Standoff over jobless benefits keeps 37,000 in limbo
Posted May 15, 2011 7:00 p.m. EDT
Updated May 16, 2011 6:15 a.m. EDT
Garner, N.C. — A battle raging in the state legislature is more than a game of politics for a Garner woman, one of 37,000 unemployed people in the state whose jobless benefits were cut short last month.
It's her livelihood.
When Joyce Fowler lost her job as a manufacturing specialist two years ago, she wasn't surprised; she said she knew the economy was in trouble and that layoffs at her company were imminent.
But she was blindsided by the news that she would no longer receive unemployment benefits.
"It was a big blow," Fowler said. "I actually did not think it was going to be as bad as it is."
In April, Republican leaders in the General Assembly passed a bill to keep federal funds flowing to those who have been unemployed for up to 99 weeks.
Gov. Bev Perdue, however, vetoed the measure because it contained the stipulation that if the state budget is not in place by June 30, Republicans would go forward with slashing her proposed budget by 13 percent.
Perdue called the bill "extortion."
"These are real people. You can't do this. It just makes me sick for North Carolina," she said.
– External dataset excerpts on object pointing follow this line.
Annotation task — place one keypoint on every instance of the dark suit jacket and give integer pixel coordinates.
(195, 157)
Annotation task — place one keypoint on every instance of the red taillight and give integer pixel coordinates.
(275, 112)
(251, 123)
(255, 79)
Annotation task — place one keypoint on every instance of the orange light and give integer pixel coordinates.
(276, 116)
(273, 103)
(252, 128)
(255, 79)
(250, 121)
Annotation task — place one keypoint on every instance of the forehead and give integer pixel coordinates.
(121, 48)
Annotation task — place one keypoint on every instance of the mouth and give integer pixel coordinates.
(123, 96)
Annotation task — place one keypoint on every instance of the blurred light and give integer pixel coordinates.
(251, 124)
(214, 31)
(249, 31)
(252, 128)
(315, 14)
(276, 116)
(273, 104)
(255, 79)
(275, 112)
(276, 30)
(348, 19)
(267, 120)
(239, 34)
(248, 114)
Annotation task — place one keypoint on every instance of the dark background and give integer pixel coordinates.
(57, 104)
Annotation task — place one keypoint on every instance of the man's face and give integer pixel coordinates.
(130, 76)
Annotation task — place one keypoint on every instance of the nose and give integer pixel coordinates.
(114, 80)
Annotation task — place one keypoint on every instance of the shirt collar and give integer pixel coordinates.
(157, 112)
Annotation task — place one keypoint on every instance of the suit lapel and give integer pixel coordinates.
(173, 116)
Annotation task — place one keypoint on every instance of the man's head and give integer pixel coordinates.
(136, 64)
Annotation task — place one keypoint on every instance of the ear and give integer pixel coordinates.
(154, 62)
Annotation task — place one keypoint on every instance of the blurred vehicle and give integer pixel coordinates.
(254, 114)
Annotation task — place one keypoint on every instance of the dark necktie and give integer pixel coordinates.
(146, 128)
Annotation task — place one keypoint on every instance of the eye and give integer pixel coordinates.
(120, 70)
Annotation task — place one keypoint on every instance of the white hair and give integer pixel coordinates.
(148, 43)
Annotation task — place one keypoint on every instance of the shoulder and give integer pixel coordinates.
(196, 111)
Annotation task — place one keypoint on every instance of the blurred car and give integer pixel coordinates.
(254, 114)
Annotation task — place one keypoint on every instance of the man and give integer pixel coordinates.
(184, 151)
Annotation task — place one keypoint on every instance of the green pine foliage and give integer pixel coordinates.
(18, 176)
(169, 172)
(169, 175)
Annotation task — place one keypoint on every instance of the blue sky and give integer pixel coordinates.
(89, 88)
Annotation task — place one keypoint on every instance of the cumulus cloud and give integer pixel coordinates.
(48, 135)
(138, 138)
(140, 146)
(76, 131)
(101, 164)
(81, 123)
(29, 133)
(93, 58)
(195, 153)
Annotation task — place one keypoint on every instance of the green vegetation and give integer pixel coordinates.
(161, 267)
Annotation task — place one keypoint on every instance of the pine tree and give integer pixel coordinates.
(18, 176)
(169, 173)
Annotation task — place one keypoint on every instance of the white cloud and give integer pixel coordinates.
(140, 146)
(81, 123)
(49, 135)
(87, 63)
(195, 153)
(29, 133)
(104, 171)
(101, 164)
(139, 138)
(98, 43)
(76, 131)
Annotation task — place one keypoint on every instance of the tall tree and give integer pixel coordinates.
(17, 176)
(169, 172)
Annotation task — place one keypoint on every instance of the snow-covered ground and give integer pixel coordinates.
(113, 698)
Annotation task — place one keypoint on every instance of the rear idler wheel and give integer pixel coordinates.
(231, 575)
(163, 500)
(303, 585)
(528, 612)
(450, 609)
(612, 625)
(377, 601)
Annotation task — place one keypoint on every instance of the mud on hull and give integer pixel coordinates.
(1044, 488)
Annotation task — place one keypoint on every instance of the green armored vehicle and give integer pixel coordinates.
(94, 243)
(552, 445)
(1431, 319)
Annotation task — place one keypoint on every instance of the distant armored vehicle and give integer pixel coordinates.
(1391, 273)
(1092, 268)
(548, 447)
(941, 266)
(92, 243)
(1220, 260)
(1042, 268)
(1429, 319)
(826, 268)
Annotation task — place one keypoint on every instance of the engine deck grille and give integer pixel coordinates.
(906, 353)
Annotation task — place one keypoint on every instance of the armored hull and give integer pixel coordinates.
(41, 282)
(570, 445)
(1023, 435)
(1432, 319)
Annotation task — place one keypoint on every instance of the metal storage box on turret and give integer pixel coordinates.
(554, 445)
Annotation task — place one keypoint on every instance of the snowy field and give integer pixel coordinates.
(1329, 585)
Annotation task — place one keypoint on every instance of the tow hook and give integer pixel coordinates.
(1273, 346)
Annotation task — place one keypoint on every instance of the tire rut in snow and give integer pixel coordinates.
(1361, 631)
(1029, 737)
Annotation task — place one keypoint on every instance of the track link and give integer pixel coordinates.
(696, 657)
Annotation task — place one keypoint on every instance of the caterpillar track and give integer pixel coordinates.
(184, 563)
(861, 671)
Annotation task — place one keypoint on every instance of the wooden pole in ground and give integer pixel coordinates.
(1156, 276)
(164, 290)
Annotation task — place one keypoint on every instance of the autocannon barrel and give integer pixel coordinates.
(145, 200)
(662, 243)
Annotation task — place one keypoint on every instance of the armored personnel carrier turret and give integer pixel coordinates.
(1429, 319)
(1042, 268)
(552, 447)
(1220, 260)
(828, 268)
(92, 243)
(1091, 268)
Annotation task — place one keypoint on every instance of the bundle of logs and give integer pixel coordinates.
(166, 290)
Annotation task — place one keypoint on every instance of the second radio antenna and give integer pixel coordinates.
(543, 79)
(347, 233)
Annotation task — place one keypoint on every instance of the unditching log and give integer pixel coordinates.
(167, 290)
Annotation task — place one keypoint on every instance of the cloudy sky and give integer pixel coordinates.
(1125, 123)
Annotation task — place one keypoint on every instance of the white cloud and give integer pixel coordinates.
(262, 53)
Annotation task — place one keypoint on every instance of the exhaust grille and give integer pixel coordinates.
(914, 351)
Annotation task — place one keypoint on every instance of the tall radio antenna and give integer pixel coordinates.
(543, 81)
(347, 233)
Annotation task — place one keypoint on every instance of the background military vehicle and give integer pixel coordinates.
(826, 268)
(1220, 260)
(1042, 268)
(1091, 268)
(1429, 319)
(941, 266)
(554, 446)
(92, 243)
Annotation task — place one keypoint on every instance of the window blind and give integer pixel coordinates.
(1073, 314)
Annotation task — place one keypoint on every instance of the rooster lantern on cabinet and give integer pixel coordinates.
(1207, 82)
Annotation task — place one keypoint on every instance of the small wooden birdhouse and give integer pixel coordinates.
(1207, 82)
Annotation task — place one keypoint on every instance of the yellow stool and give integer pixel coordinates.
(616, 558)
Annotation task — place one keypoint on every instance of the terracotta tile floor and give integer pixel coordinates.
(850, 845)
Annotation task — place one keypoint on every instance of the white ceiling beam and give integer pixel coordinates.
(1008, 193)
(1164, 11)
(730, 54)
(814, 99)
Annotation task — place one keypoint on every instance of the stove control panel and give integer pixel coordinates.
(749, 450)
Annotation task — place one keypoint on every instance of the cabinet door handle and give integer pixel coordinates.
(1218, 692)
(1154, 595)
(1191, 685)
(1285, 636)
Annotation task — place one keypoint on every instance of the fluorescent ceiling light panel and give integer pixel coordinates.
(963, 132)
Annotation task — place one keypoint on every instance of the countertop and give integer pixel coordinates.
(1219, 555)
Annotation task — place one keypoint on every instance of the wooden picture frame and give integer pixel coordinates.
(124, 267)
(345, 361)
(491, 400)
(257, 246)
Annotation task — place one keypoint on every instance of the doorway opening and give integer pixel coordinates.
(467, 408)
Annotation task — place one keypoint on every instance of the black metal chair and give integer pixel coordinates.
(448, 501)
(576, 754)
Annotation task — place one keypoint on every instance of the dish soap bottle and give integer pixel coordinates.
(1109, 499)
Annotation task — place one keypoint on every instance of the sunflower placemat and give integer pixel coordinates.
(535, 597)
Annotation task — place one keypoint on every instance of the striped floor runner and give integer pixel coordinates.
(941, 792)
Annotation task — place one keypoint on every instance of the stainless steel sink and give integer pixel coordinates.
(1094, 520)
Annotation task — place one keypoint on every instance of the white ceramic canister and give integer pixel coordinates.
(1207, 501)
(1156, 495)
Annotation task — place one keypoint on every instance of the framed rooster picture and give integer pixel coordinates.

After she lost her job, Fowler went back to school in the hopes of furthering her career and finding a better paying job. Now, she's working part-time, taking in other family members to help split housing expenses and living "meagerly" to make ends meet, she said.
"Until they have walked in the shoes which we have walked and faced the things we have faced, they don't know what it's like," Fowler said.
She said she hopes the political standoff ends soon.
"A lot of these people do not have a year. A lot of these people do not have a month... to wait on that," she said. "If they're going to do anything, it needs to be done immediately."
Sen. Neal Hunt, R-Wake, said extending jobless benefits and getting an approved state budget in place are both top priorities for Republican lawmakers.
Ultimately, he said, the goal is to improve North Carolina's business environment so that those without work can ultimately find a job.